Kitz Forum

Broadband Related => Broadband Hardware => Topic started by: IBeAdam on December 29, 2020, 09:47:53 AM

Title: UniFi USG to Pfsense appliance for Huawei 4G modem
Post by: IBeAdam on December 29, 2020, 09:47:53 AM

Hi all,

Some of might remember a few months ago i migrated from a slow and unreliable FTTC connection to solely 4G using a Huawei B535 in to an Unifi USG. Also using the L2TP service from AAISP to bypass CGNAT and give me a fixed IP. It’s been fast, reliable and cheaper!

However, I’m having problems exposing ports of internal devices. B535 is used for the AAISP VPN client and has DMZ set to the WAN interface IP of the USG. USG does the port forwarding etc. This setup worked great with my old router.

Except it isn't working!

Difficult to fault trace on the B535 as logs and tools are limited. After monitoring port traffic on the USG I believe the packets are not being forwarded to the USG.

I therefore believe the B535 does not forward VPN traffic, either by design or a bug. Clearly i need the VPN otherwise no external IP.

If i put the B535 in bridge mode that should work. Except bridge mode disables the VPN. So run that on the USG, except the USG doesn’t support L2TP client! Catch 22!

I understand pfsense would allow the B535 to be placed in bridge mode and for it to initiate the VPN as required. So, thinking of replacing the USG with a Netgate SG-1100.

Anyone use something similar in this configuration?

Title: Re: UniFi USG to Pfsense appliance for Huawei 4G modem
Post by: Alex Atkin UK on December 29, 2020, 05:42:58 PM

Yes, port forwarding a VPN in pfSense is no different to any other WAN.  I have multiple WANs using port forwarding and it just works.

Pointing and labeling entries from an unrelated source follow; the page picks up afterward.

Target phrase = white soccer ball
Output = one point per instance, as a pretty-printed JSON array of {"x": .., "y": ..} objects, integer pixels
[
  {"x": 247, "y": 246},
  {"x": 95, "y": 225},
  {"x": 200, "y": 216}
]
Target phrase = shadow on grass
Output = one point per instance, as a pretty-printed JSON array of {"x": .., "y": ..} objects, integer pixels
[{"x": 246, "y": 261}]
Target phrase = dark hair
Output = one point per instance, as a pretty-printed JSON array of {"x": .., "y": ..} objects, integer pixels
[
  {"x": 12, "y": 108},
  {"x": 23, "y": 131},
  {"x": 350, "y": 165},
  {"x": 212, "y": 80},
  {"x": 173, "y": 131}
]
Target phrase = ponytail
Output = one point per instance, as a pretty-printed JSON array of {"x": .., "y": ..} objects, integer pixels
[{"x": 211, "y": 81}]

I will admit I haven't used L2TP but I don't see it likely it would pose a problem.

Title: Re: UniFi USG to Pfsense appliance for Huawei 4G modem
Post by: IBeAdam on February 04, 2021, 08:16:19 PM

Forgot to update this, always hate it when people don’t!

I dug out an old hp microserver and tried a number of solutions - pfsense, opnsense, untangle and sophos.

Finally settled on opnsense, which has been working beautifully for a couple of months now. Huawei in bridge mode. Opnsense handling vpn client. Fixed IP. All great.

Still surprised ubiquity doesn’t support such basic functionality.

Now that I’ve been forced to dump the USG I’m not inclined to add any of their switches and will probably move to another make for access points in the future.